The Original Decision. The New York Court of Appeals handed down its first decision in K2 Investment Group, LLC v American Guarantee & Liability Insurance Co., 993 N.E.2d 1249 (N.Y. 2013), on June 11, 2013. The underlying case concerned a legal malpractice claim brought against a NY attorney. The plaintiff, K2, loaned money to a company which subsequently defaulted on the loan. The NY attorney partly owned that company, and had failed to register K2’s mortgages. As a result, K2 faced difficulties in recovering against the assets securing the loan. K2 alleged that the NY attorney had represented it in the transaction and had committed malpractice in failing to register the mortgages.

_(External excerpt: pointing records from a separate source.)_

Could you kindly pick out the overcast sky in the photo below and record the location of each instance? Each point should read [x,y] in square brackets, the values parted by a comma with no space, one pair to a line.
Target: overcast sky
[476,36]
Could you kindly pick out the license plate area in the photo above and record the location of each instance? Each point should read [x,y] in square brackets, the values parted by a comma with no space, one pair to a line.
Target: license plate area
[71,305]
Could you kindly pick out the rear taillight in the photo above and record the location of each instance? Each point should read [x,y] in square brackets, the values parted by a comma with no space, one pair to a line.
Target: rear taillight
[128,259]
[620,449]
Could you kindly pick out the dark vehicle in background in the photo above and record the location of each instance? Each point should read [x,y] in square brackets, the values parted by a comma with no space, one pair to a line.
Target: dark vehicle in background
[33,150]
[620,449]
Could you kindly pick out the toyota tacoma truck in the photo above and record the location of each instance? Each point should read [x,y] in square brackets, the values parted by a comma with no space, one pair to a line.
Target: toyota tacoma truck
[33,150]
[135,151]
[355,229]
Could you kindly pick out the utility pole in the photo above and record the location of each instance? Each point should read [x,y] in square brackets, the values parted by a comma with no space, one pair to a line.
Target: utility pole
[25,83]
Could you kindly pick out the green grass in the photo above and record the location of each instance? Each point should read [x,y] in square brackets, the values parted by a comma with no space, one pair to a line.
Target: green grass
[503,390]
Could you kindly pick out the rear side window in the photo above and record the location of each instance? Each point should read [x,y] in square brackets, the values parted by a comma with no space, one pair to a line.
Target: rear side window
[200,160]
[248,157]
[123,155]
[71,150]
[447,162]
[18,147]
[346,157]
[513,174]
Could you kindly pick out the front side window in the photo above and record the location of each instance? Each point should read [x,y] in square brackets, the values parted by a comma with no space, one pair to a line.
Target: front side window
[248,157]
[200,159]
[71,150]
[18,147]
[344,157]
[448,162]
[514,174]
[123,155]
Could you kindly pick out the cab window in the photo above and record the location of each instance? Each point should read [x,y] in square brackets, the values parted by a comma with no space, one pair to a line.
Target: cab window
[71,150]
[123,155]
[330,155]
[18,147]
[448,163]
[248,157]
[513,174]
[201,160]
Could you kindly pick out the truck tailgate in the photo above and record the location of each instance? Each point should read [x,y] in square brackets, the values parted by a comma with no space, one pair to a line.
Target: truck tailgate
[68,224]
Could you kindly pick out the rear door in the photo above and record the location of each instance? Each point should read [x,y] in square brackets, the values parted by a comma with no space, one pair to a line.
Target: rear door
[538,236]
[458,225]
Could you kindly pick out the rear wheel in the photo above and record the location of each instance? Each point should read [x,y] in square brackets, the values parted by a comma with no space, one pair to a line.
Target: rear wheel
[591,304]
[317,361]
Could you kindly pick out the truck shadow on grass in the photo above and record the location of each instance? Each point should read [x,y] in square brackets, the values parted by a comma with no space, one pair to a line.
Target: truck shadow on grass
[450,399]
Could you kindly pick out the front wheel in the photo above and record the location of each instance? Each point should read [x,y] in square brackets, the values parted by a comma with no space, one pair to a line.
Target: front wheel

The NY attorney was insured for malpractice by American Guarantee. American Guarantee refused to defend him, and he suffered a default judgment. American Guarantee later conceded that it was, indeed, required to defend the attorney. The attorney assigned his rights against the insurer to K2, which brought suit against American Guarantee seeking indemnification for the judgment against the attorney.
American Guarantee sought to rely on two exclusions in the policy (the “business enterprise” and the “insured’s status” exclusions) to establish that the loss suffered by the attorney was not covered. In its June 2013 decision, the New York Court of Appeals held that the failure of American Guarantee to fulfill its duty to defend the attorney disentitled it from relying on the exclusions in the policy.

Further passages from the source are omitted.